Unfortunately, the future of Medicare is now caught between opposing political forces. Sanders and Warren are pulling for expansion of an all-public Medicare program for all Americans. Republicans are pulling for a more market-driven system. Just as no one is quite sure yet how the Democrats’ Medicare for All would work, no one I spoke to understood President Trump’s October 3 executive order—especially the part that suggests letting Medicare Advantage providers set their own reimbursement rates.

“The section of the executive order about commercial rates was a little surprising,” Gretchen Jacobson told RIJ. “Was it to tie traditional Medicare rates to market values, or was it to lower costs?”

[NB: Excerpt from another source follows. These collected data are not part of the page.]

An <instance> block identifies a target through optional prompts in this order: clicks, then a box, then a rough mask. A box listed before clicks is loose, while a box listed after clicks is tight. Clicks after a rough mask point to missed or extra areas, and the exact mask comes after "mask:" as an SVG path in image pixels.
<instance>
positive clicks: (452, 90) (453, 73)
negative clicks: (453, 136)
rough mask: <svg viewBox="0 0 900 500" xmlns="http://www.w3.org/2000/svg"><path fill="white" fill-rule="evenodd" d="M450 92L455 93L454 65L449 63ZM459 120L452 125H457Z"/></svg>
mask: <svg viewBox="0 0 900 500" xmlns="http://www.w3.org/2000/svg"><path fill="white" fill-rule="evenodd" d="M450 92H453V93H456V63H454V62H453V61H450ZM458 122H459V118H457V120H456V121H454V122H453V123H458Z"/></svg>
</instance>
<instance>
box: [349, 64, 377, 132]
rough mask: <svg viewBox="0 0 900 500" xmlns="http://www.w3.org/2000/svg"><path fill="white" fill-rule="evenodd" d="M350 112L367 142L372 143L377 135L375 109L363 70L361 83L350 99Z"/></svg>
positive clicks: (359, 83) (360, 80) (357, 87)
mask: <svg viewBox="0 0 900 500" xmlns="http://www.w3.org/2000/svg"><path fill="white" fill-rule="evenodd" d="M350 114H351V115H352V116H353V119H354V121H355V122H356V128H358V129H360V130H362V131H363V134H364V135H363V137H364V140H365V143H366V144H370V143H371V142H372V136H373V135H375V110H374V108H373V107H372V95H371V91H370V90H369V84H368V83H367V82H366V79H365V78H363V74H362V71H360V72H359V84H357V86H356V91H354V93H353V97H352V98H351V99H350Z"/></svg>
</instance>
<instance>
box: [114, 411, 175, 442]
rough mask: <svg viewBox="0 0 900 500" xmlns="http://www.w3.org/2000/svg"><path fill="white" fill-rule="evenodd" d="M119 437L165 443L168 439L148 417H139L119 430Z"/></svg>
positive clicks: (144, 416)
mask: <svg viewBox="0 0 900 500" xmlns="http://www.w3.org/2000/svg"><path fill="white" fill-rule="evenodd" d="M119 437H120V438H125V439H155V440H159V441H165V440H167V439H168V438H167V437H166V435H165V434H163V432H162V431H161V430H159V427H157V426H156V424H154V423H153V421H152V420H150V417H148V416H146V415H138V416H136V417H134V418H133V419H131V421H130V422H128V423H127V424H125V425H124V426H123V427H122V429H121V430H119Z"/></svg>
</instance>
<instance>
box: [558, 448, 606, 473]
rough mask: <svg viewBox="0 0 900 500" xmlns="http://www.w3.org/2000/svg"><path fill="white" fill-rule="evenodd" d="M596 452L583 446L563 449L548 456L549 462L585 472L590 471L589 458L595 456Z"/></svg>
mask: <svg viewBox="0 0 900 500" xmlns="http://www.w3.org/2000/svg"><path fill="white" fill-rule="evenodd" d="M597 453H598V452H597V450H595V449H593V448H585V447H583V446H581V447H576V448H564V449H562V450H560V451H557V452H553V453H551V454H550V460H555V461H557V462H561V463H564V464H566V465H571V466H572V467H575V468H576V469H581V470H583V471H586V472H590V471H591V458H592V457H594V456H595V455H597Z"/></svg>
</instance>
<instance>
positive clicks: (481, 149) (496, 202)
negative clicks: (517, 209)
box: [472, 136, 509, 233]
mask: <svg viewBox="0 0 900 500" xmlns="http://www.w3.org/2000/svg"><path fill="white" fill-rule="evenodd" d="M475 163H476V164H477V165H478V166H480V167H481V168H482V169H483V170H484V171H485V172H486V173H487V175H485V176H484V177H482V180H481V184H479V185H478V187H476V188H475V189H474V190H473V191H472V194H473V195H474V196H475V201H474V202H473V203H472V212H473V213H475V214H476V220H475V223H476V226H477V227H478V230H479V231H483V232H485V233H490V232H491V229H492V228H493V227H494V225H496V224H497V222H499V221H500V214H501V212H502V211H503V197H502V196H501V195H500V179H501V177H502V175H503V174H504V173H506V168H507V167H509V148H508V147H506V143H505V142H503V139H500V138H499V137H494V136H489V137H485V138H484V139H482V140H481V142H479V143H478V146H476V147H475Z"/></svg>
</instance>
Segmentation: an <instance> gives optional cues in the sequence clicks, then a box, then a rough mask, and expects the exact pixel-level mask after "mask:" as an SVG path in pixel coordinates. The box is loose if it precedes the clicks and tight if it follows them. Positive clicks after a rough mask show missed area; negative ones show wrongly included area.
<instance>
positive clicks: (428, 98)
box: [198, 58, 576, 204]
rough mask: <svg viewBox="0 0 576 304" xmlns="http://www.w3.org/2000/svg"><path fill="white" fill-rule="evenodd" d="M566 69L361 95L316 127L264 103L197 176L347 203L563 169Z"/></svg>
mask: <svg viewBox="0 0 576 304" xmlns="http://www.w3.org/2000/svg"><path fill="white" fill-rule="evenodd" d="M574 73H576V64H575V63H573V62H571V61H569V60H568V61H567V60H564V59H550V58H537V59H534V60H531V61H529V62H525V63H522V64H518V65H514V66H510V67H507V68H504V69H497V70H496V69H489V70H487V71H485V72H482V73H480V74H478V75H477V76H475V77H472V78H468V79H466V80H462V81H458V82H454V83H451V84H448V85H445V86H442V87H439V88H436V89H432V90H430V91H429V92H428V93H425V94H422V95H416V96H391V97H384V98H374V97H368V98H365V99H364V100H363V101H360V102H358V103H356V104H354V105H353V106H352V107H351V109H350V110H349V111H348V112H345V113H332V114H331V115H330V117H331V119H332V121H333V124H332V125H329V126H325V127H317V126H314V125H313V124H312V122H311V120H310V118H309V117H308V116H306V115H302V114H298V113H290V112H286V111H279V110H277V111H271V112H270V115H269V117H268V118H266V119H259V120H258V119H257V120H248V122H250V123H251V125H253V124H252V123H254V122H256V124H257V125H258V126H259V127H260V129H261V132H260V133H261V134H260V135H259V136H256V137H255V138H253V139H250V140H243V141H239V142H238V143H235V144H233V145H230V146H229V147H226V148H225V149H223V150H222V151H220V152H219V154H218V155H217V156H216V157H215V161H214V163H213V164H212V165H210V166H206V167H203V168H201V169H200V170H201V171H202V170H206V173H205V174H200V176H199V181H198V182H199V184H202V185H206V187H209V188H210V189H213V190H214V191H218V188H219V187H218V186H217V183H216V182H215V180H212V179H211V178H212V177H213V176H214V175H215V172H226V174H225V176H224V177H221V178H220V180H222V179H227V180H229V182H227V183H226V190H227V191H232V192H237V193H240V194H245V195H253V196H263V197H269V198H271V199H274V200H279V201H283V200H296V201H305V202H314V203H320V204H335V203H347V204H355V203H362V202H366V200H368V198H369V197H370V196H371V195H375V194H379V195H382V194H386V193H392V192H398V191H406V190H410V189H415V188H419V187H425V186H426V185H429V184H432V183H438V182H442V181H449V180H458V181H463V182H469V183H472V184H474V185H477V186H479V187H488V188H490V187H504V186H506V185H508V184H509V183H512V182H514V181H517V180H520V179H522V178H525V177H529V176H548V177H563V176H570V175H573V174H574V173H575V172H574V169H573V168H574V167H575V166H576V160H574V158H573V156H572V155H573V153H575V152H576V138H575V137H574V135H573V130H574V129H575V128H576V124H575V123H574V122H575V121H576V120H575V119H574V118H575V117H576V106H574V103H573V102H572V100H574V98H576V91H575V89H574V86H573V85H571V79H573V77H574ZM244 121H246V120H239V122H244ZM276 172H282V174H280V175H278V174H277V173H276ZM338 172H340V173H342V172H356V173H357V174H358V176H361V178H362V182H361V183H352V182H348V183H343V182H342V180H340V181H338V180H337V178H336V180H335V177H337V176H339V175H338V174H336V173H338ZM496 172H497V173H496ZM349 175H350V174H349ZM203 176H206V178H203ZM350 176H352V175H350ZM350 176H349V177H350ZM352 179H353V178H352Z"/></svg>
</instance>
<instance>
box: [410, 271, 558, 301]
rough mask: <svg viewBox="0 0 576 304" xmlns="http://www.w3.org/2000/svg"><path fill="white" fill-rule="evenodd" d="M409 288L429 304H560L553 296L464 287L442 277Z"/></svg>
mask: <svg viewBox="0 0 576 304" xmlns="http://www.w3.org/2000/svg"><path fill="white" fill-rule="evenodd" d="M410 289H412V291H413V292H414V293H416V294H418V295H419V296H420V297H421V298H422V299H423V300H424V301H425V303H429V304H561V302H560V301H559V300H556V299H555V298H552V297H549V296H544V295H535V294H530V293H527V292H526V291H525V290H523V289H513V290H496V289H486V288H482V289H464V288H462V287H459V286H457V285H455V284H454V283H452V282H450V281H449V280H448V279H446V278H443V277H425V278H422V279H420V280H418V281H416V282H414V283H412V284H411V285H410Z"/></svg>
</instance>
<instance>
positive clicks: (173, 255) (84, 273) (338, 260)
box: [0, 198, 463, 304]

If Democrats ever control all three branches of the federal government, they might fulfill the Sanders-Warren vision of reversing the outsourcing of Medicare to Medicare Advantage providers.

But no one expects that, just as no one who spoke with RIJ believed that the politically powerful Medicare Advantage genie can be coaxed or forced back into its bottle. If anything, it’s on track to replace traditional Medicare entirely.